The timing of the Qwen2.5-Max release, coinciding with the first day of the Lunar New Year when most Chinese workers are on holiday, highlights the pressure from DeepSeek’s rapid rise over the past three weeks. This surge has impacted not only international competitors but also stirred activity within China’s domestic tech scene.

Alibaba’s cloud division, in an announcement posted on its official WeChat account, stated that “Qwen 2.5-Max outperforms … almost across the board GPT-4, DeepSeek-V3, and Llama-3.1-405B,” referring to OpenAI and Meta’s leading open-source AI models.

DeepSeek’s AI assistant, powered by its DeepSeek-V3 model, launched on January 10, followed by the R1 model release on January 20. These releases have shaken Silicon Valley, causing a dip in tech stocks. DeepSeek’s reportedly low development and usage costs have raised questions about the massive spending plans of major U.S. AI firms.

This success has spurred a rush among Chinese competitors to enhance their own AI models. Just two days after DeepSeek’s R1 release, ByteDance, the parent company of TikTok, rolled out an update to its flagship AI model, claiming it outperformed Microsoft-backed OpenAI’s o1 in AIME, a benchmark for testing AI’s understanding of complex instructions. This mirrors DeepSeek’s own claims that its R1 model competes with OpenAI’s o1 on several performance benchmarks.

Last May, the release of DeepSeek’s V2 model ignited a price war in China’s AI sector.

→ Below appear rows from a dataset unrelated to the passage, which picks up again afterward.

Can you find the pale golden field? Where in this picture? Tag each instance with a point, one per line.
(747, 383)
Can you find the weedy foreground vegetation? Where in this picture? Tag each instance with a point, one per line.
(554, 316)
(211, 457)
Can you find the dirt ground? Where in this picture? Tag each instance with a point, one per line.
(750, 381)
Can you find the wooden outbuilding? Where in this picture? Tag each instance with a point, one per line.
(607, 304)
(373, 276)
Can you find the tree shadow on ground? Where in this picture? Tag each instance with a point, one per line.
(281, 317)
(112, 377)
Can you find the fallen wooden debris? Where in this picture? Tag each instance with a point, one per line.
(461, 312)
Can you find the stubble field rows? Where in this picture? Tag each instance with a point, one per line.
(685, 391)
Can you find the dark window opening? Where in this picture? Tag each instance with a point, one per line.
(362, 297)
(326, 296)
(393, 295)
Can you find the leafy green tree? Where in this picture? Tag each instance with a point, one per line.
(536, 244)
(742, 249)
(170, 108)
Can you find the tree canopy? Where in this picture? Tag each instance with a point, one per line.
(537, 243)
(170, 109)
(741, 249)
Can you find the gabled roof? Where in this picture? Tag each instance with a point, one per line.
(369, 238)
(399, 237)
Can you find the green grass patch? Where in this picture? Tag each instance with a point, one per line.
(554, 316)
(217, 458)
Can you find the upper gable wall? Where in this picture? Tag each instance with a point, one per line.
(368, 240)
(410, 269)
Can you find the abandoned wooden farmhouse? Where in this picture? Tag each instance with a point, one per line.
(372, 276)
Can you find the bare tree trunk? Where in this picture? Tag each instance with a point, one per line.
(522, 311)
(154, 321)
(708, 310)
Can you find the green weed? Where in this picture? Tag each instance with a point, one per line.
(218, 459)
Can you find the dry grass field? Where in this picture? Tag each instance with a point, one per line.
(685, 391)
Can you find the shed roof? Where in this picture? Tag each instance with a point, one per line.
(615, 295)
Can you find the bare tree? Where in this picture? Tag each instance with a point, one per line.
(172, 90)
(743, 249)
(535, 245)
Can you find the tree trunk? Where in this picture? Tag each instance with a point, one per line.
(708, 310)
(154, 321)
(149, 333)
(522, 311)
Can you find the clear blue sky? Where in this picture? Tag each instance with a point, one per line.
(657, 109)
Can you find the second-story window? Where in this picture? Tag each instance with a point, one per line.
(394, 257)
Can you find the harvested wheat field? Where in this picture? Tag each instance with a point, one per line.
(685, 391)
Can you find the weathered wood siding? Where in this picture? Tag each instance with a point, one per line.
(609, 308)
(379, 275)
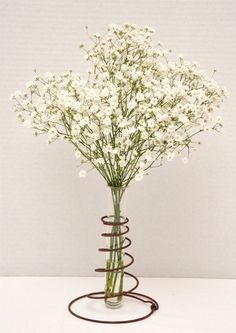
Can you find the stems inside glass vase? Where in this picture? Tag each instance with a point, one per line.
(115, 258)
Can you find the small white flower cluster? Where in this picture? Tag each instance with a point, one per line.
(135, 108)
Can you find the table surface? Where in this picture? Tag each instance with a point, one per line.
(39, 305)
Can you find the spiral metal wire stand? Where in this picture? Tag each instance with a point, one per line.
(128, 293)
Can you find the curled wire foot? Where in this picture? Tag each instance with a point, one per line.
(128, 293)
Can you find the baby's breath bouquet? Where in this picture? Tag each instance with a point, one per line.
(138, 107)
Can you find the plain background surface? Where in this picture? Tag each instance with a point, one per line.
(186, 305)
(182, 217)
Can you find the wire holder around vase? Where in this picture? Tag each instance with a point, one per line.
(129, 293)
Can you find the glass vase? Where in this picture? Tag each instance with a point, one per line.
(115, 241)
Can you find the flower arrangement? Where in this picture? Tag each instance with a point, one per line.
(137, 108)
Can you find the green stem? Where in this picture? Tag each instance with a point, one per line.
(114, 279)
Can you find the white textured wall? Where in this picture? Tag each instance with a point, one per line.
(183, 217)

Its open-source nature and extremely low cost of just 1 yuan ($0.14) per 1 million tokens, or data processing units, prompted Alibaba to slash prices by up to 97% across a range of its models.

Other Chinese tech companies, including Baidu and Tencent, followed suit. Baidu launched China’s first ChatGPT-like model in March 2023, while Tencent, the country’s most valuable internet company, also joined the competition.

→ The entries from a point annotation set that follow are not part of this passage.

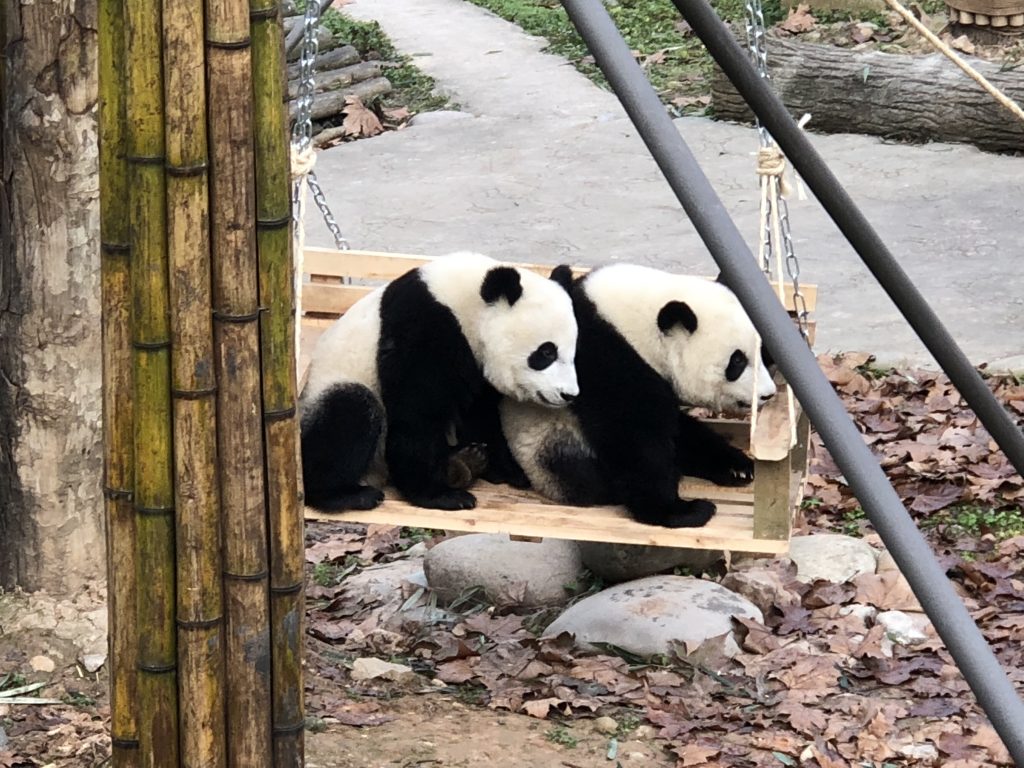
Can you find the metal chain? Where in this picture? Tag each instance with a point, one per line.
(302, 131)
(757, 44)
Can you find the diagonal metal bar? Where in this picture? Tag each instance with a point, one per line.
(911, 552)
(865, 241)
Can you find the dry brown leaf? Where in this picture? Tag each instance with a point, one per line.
(800, 19)
(359, 121)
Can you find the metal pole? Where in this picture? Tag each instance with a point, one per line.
(879, 259)
(966, 643)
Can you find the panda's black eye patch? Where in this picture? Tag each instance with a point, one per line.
(737, 364)
(543, 356)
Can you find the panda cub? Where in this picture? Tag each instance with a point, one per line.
(401, 369)
(649, 342)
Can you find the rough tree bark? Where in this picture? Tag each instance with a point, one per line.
(50, 442)
(923, 98)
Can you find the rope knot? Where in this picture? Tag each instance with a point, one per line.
(771, 162)
(302, 161)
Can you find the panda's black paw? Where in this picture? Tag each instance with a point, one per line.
(450, 500)
(732, 468)
(690, 514)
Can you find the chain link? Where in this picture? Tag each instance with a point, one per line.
(302, 131)
(757, 44)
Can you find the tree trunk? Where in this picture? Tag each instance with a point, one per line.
(923, 98)
(50, 444)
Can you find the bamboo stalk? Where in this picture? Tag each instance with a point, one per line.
(154, 484)
(237, 359)
(200, 607)
(116, 290)
(276, 285)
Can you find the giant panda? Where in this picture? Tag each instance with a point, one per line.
(391, 379)
(649, 343)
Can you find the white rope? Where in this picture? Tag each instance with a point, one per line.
(302, 164)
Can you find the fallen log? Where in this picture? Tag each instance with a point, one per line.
(332, 80)
(336, 57)
(921, 98)
(332, 102)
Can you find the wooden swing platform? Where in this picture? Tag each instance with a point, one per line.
(755, 518)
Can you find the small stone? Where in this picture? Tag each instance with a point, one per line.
(624, 562)
(833, 557)
(649, 615)
(904, 628)
(525, 574)
(42, 664)
(92, 662)
(369, 668)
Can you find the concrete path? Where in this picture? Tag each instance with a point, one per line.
(544, 166)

In a rare interview with Waves, DeepSeek’s elusive founder Liang Wenfeng explained that the startup was not concerned with price wars, emphasizing that their focus was on achieving Artificial General Intelligence (AGI). OpenAI defines AGI as autonomous systems that exceed human performance in most economically valuable tasks.

While large Chinese tech firms like Alibaba employ hundreds of thousands of people, DeepSeek operates more like a research lab, primarily staffed by young graduates and PhD students from China’s top universities. Liang, in the same interview, pointed out that he believed the traditional structures of large tech companies might not be ideal for the future of AI, highlighting the efficiency and flexibility of DeepSeek’s lean, loosely managed operation.